Abstract:
Liquefaction is the phenomena when there is loss of strength in saturated
and cohesion-less soils because of increased pore water pressures and hence reduced
effective stresses due to dynamic loading. It is a phenomenon in which the strength
and stiffness of a soil is reduced by earthquake shaking or other rapid loading.
Liquefaction occurs in saturated, saturated soils are the soils in which the space
between individual particles is completely filled with water.
This water exerts a pressure on the soil particles that. The water
pressure is however relatively low before the occurrence of earthquake. But earthquake
shaking can cause the water pressure to increase to the point at which the soil
particles can readily move with respect to one another.
Although earthquakes often triggers this increase in water pressure,
but activities such as blasting can also cause an increase in water pressure. When
liquefaction occurs, the strength of the soil decreases and the ability of a soil
deposit to support the construction above it.
Soil liquefaction can also exert higher pressure on retaining walls,
which can cause them to slide or tilt. This movement can cause destruction of structures
on the ground surface and settlement of the retained soil.
It is required to recognize the conditions that exist in a soil deposit
before an earthquake in order to identify liquefaction. Soil is basically an assemblage
of many soil particles which stay in contact with many neighboring soil. The contact
forces produced by the weight of the overlying particles holds individual soil particle
in its place and provide strength.
Liquefaction is the process that leads to a soil suddenly losing strength,
most commonly as a result of ground shaking during a large earthquake. Not all soils
however, will liquefy in an earthquake.
The following are particular features of soils that potentially can
liquefy:
They are sands and silts and quite loose in the ground. Such soils
do not stick together the way clay soils do.
They are below the watertable, so all the space between the grai of
sand and silt are filled with water. Dry soils above the watertable won’t liquefy.
When an earthquake occurs the shaking is so rapid and violent that
the sand and silt grains try to compress the spaces filled with water,
but the water pushes back and pressure
builds up until the grains ‘float’ in the water. Once that happens the soil loses
its strength – it has liquefied. Soil that was once solid now behaves like a fluid
WHAT HAPPENS NEXT ?
Liquefied soil, like water, cannot support the weight of whatever is
lying above it – be it the surface layers of dry soil or the concrete floors of
buildings.
The liquefied soil under that weight is forced into any cracks and
crevasses it can find, including those in the dry soil above, or the cracks between
concrete slabs. It flows out onto the surface as boils, sand volcanoes and rivers
of silt. In some cases the liquefied soil flowing up a crack can erode and widen
the crack to a size big enough to accommodate a car.
AFTER THE EARTHQUAKE
After the earthquake shaking has ceased, and liquefaction effects have
diminished (which may take several hours).

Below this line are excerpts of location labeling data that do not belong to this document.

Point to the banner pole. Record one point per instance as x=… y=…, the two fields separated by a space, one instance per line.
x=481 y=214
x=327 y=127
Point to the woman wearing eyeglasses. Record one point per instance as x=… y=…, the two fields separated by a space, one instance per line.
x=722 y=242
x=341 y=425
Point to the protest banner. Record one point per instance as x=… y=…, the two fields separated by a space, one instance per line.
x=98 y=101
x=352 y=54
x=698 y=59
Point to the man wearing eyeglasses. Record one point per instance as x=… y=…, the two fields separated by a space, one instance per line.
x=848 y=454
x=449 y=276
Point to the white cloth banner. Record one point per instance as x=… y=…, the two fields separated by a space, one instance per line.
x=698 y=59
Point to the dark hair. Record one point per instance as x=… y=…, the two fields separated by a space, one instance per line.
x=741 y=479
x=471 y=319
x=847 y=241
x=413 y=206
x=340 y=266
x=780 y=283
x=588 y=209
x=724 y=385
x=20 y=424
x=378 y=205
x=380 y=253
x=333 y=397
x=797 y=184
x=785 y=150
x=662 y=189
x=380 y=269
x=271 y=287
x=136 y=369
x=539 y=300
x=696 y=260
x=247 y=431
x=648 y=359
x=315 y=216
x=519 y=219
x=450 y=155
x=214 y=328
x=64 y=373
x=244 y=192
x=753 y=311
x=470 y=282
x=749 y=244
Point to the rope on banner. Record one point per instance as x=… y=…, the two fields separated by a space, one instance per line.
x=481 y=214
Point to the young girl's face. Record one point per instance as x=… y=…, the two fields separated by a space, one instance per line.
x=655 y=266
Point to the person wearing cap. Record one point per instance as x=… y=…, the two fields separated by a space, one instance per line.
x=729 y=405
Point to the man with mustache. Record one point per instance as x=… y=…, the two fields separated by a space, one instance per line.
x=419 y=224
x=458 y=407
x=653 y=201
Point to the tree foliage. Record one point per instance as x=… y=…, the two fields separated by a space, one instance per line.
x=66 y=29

The permanent effects include:
• Lowering of ground levels where liquefaction and soil ejection has
occurred. Ground lowering may be sufficient to make the surface close to or below
the watertable, creating ponds.
• Disruption of ground due to lateral spreading.
The liquefied soil that is not ejected onto the ground surface re-densifies
and regains strength, in some cases re-densified soil is stronger than before the
earthquake.
Careful engineering evaluation is required to determine whether ground
that has suffered liquefaction can be redeveloped.